Farhan Bhat, deputy director of transportation services, presented the Vision Zero Action Plan and asked council to adopt a data‑driven framework aligned with federal and state guidance. The plan uses the safe‑system approach and a crash‑data analysis of the last five years to identify a 10‑mile high‑injury network that accounts for roughly 70% of the city’s fatalities and severe injuries.
Staff explained the plan establishes six priority corridors for comprehensive safety audits, ADA assessments, traffic‑operation optimization and engineering countermeasures. Bhat said the plan lists 43 specific actions across five pillars (safer people, safer vehicles, safer speeds, safer roads and post‑crash care) and uses crash modification factors to estimate benefits for countermeasures such as roundabouts and signal changes.

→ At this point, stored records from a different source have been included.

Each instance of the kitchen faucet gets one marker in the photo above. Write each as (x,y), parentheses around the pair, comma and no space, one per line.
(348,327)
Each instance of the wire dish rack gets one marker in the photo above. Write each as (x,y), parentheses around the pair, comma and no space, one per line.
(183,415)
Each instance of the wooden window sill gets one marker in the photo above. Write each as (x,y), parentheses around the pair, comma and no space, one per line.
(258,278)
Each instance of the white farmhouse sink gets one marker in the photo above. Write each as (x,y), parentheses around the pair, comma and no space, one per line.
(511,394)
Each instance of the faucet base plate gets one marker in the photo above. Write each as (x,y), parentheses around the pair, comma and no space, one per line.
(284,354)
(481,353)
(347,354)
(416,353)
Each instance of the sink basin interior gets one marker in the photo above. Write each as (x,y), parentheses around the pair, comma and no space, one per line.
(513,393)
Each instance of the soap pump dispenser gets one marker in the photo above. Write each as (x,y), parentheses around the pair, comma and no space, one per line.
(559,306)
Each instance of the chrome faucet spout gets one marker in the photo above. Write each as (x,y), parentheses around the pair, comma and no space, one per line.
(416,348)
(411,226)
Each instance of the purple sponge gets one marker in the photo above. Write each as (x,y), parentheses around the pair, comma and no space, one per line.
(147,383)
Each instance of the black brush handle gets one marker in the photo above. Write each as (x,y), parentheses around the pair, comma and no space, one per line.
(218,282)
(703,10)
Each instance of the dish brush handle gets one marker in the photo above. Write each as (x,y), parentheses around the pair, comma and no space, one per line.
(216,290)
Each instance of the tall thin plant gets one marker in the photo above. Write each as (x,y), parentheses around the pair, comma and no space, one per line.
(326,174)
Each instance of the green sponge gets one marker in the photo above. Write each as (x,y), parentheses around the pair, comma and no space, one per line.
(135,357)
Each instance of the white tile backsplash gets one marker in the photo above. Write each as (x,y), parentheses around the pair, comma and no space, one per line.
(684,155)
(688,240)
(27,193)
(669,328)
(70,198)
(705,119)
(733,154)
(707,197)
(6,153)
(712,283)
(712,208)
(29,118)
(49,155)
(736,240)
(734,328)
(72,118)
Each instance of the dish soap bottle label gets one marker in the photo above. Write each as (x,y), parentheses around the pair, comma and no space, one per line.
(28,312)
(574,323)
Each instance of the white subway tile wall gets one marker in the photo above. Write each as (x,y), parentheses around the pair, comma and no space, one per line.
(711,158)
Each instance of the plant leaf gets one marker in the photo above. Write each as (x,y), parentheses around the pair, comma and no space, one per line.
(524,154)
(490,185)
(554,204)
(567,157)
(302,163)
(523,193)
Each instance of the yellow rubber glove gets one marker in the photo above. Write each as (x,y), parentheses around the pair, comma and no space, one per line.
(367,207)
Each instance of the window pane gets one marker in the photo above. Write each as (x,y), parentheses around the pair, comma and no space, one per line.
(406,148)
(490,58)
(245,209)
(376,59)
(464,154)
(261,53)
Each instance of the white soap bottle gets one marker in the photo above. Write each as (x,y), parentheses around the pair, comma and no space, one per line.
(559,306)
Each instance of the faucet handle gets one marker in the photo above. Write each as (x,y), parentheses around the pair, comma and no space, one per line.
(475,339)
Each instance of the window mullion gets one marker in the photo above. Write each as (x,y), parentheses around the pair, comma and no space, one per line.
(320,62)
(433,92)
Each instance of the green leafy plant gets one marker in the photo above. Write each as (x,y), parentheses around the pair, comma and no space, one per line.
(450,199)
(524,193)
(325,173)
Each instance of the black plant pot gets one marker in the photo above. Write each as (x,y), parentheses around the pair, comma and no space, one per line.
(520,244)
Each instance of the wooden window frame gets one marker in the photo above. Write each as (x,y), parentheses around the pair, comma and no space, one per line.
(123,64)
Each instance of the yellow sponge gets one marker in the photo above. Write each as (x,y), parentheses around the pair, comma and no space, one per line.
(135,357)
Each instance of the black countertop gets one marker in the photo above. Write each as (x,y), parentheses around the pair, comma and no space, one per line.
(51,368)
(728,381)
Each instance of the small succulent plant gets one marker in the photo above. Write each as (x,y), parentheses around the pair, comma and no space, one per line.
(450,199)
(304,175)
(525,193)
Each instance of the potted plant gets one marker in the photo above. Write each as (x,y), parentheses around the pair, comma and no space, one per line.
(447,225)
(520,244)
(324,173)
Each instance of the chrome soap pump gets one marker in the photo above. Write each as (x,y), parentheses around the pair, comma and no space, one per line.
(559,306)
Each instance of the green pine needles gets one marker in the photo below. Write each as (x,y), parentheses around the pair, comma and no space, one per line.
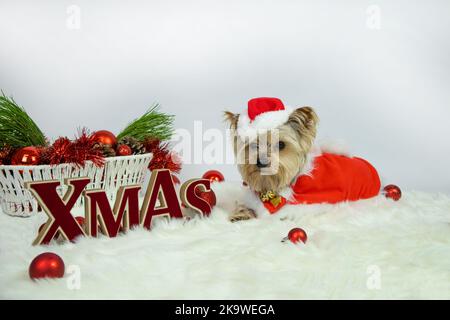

Council members highlighted the plan’s link to the recently presented community survey that prioritized streets and sidewalks. Bhat outlined near‑term grant applications already submitted or planned, including an $800,000 NCTCOG TPI application, a $15 million BUILD application and a $12 million USDOT grant proposal targeting three corridors from the Vision Zero recommendations.
Mayor Pro Tem moved adoption; the council voted 7–0 to adopt the Vision Zero Action Plan. Staff said adoption will strengthen future federal and state grant applications and guide CIP allocations toward prioritized corridor projects.